Igor Kromin |   Consultant. Coder. Blogger. Tinkerer. Gamer.

Recently we've had a need at work to see exactly what requests have been arriving at one of our WebLogic servers, this meant enabling HTTP Transport dumping to a log file. I've done this previously with success, but this time around I've hit a few issues. Some of our web services would cause a request/response dump to the log file, but some would not. After searching for a while, I found how to ensure that all requests/responses are dumped to the managed server log file, here's how.

The trick is in setting every possible combination of system property that could cause the dump to happen.

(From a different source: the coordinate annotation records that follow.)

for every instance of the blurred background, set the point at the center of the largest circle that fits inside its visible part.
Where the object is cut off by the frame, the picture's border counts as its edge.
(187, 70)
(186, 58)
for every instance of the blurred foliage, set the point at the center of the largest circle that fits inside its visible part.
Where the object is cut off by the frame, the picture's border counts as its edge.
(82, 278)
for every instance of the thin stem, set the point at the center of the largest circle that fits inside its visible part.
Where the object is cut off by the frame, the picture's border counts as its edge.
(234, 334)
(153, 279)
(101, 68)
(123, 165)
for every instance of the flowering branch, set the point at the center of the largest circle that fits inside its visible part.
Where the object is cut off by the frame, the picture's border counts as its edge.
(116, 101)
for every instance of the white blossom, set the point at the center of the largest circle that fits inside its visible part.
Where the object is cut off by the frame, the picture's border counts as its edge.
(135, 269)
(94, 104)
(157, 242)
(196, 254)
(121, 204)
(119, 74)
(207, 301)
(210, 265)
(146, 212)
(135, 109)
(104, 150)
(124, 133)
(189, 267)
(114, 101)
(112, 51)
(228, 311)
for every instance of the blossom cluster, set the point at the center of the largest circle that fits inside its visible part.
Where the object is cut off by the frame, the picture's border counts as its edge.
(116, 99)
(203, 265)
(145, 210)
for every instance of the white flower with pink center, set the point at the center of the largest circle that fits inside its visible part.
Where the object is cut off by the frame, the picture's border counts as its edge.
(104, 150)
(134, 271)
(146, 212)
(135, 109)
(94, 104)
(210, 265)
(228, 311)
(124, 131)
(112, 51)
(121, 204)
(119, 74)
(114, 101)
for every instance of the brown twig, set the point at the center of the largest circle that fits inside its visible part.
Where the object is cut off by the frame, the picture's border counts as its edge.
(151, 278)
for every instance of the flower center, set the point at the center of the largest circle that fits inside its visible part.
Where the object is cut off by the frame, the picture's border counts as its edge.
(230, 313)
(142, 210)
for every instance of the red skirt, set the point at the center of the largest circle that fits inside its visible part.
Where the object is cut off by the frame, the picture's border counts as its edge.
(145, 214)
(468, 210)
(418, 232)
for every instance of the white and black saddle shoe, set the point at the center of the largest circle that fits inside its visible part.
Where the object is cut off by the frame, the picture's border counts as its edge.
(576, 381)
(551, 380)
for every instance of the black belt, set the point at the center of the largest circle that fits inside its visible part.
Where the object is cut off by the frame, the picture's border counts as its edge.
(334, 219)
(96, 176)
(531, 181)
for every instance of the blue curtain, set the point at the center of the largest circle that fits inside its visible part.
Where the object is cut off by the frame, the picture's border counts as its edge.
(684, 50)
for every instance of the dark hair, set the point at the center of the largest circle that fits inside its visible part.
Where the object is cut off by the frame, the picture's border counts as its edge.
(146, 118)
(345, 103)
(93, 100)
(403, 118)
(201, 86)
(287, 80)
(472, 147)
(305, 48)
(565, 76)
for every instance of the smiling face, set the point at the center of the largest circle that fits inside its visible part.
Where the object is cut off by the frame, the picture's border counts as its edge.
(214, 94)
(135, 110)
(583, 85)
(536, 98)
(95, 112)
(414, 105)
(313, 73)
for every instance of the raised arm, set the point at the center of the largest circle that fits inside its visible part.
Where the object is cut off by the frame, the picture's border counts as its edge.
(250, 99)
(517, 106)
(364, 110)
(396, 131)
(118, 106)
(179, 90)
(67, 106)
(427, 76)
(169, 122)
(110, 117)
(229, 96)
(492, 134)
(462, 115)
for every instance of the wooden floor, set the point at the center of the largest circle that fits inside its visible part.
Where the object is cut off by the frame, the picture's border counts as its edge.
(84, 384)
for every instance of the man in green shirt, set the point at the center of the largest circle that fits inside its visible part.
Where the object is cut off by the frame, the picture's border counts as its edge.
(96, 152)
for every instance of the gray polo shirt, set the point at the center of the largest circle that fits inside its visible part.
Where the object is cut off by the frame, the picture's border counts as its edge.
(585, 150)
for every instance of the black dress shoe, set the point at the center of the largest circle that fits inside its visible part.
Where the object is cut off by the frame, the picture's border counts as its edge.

These are:
 JVM start parameters
-Dcom.sun.xml.ws.transport.http.client.HttpTransportPipe.dump=true
-Dcom.sun.xml.ws.transport.http.HttpAdapter.dump=true
-Dcom.sun.xml.internal.ws.transport.http.client.HttpTransportPipe.dump=true
-Dcom.sun.xml.internal.ws.transport.http.HttpAdapter.dump=true


Simply set JAVA_OPTIONS in your setDomainEnv.sh script and restart the managed WebLogic server. This will cause each of the web service requests and responses to be dumped to the managed server log file. Note that if you have binary attachments going across the network, these will also be dumped, along with any of the HTTP headers.